According to a White House official, President Obama intended to deliver this speech earlier this month, but a series of distracting events set it back. Those events include the hunger strikes at Guantanamo Bay and the subpoena of Associated Press journalists' phone records. According to the official, "[Obama] will review the state of the threats we face, particularly as al Qaeda's core has weakened but new dangers have emerged."

Here’s a list of topics President Obama should address (but probably won’t):

1. Pakistan's Highest Court Ruled Drone Strikes Are "Illegal" and "Inhumane"

On May 9, "Peshawar High Court Chief Justice Dost Muhammad Khan ruled that U.S. drone strikes on Pakistani territory are illegal, inhumane and a violation of the United Nations charter on human rights." The Obama administration classifies any military-aged male living in the strike zone as a military threat.

2. Obama's Secret Kill List Includes U.S. Citizens

The official kill list is called a "disposition matrix" and contains names of terrorism suspects and mapping plans for the "disposition" of these threats. Some on this list have included American citizens Anwar al-Awlaki and his 16-year-old son. The outrage on this issue comes as those American citizens weren't guaranteed their constitutional rights of due process. This was a point addressed in Senator Rand Paul's (R-Ky.) epic 13-hour filibuster.

3. "Targeted" Killings Aren't Accurate

"The Bureau estimates that 411-884 civilians are among 2,536-3,577 people reportedly killed in CIA drone strikes in Pakistan, based on its two-year analysis of news reports, court documents, field investigations and other sources." I will not tolerate collateral damage as a reasonable side-effect of drone strikes.

4. Drone Strikes Are Brewing Resentment and "Blowback"
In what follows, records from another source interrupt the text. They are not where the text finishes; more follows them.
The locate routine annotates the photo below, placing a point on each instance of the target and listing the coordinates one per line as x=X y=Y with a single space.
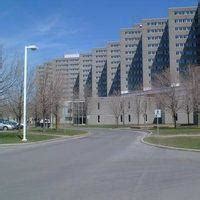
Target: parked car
x=10 y=125
x=15 y=124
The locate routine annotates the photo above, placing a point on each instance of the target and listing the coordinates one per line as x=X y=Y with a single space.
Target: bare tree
x=191 y=94
x=137 y=108
x=56 y=95
x=7 y=73
x=116 y=106
x=168 y=96
x=146 y=103
x=43 y=93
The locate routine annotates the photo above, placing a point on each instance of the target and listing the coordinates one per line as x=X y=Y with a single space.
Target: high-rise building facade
x=144 y=51
x=99 y=72
x=183 y=40
x=85 y=75
x=131 y=58
x=155 y=49
x=113 y=68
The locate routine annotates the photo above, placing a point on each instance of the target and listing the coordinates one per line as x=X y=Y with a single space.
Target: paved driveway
x=107 y=165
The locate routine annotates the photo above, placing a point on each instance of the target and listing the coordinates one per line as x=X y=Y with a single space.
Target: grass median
x=177 y=131
x=188 y=138
x=15 y=137
x=36 y=134
x=63 y=132
x=187 y=142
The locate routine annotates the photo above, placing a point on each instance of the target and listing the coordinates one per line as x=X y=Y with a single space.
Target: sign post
x=157 y=113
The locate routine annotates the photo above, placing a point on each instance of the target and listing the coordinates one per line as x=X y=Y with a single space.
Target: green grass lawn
x=67 y=132
x=188 y=142
x=15 y=137
x=177 y=131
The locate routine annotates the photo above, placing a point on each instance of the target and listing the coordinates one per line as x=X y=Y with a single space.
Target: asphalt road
x=108 y=165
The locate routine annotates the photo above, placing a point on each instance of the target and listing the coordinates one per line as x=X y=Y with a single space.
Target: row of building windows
x=101 y=56
x=115 y=62
x=115 y=51
x=87 y=56
x=184 y=28
x=129 y=52
x=154 y=37
x=116 y=56
x=183 y=20
x=192 y=44
x=132 y=39
x=155 y=23
x=189 y=12
x=101 y=51
x=131 y=45
x=100 y=61
x=115 y=45
x=132 y=32
x=186 y=61
x=163 y=59
x=155 y=30
x=188 y=52
x=87 y=66
x=85 y=61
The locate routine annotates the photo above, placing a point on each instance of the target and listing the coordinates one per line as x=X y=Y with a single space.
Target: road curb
x=164 y=146
x=59 y=138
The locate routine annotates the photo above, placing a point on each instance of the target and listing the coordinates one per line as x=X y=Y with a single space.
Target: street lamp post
x=31 y=47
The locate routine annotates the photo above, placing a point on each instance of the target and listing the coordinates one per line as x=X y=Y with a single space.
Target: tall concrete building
x=99 y=72
x=69 y=67
x=113 y=68
x=184 y=39
x=155 y=49
x=85 y=75
x=131 y=58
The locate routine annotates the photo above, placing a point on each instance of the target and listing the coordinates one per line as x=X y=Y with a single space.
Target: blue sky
x=65 y=26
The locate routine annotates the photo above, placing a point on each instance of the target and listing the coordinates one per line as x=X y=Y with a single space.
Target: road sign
x=157 y=113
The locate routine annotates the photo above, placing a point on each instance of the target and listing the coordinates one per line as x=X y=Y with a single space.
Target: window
x=121 y=118
x=129 y=118
x=98 y=118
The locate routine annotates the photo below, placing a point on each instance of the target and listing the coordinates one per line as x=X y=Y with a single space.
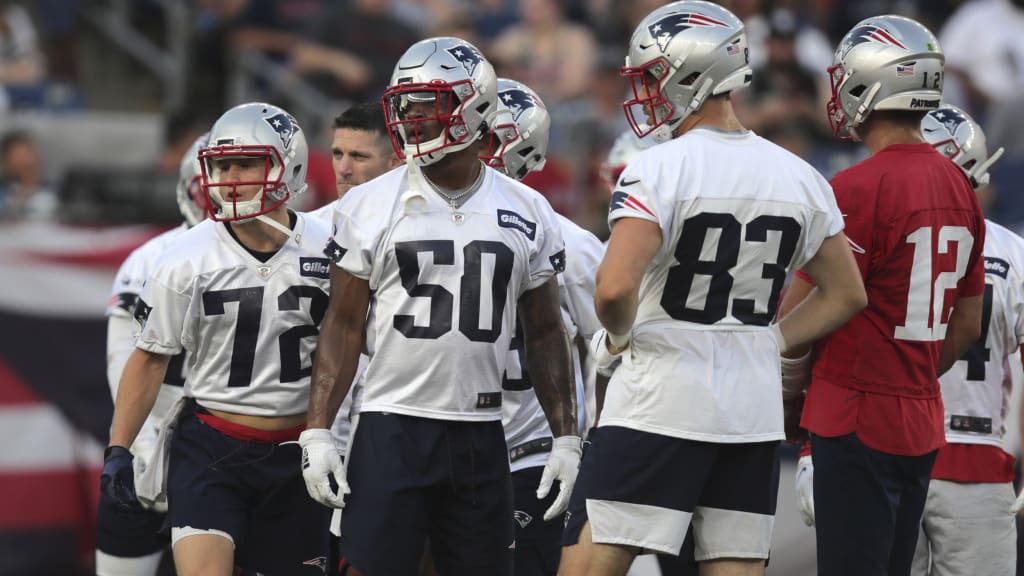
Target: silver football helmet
x=192 y=202
x=519 y=138
x=680 y=54
x=451 y=76
x=625 y=149
x=885 y=63
x=958 y=137
x=255 y=130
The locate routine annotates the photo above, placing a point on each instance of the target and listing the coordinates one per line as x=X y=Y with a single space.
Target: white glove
x=604 y=361
x=1018 y=503
x=805 y=489
x=320 y=459
x=563 y=465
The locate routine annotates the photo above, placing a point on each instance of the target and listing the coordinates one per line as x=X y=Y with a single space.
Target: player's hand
x=604 y=360
x=563 y=465
x=805 y=489
x=118 y=479
x=1018 y=503
x=792 y=412
x=321 y=459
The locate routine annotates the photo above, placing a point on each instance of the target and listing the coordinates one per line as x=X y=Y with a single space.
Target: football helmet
x=192 y=201
x=884 y=63
x=254 y=130
x=678 y=55
x=451 y=75
x=626 y=147
x=519 y=138
x=958 y=137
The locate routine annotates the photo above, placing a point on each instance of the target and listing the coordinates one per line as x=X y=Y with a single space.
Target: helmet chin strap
x=291 y=234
According to the data collected from the Stanford/NYU report, blowback (or increased radicalism as a result of haphazard foreign policy moves) is an unintended consequence of drone strikes in Pakistan.

5. Extrajudicial Killings Are Unconstitutional and Are Being Used to Side-Step Closing Gitmo

As a presidential candidate in 2007, President Obama promised to restore proper judicial and legislative oversight to counterterrorism. He criticized the Bush administration's approach to fighting terrorism through the use of torture and by denying basic legal rights to prisoners in Guantanamo. Rather than closing Guantanamo — President Obama has placed blame on the GOP for their non-cooperation on this issue. He has insisted on doubling down on the drone program and extrajudicial killings, rather than bringing these individuals to justice by allowing due process — a concept as old as the Magna Carta. The hunger strikes are a strategic move by detainees to shed light on the Obama administration's failures toprovide a trial.

When the Obama administration official announced the upcoming speech, he acknowledged the hunger strikes as a "distracting event" that has prolonged the president's ability to draw attention to counterterrorism practices. Let's see if the president decides to acknowledge all the damage his predator drone policies have created in addition to why detainees are refusing to eat in Guantanamo Bay — and whether he plans to actually follow through on his promises since 2007 to close the facility. We should also recognize that no matter which party occupies the White House, extrajudicial killings should not be tolerated.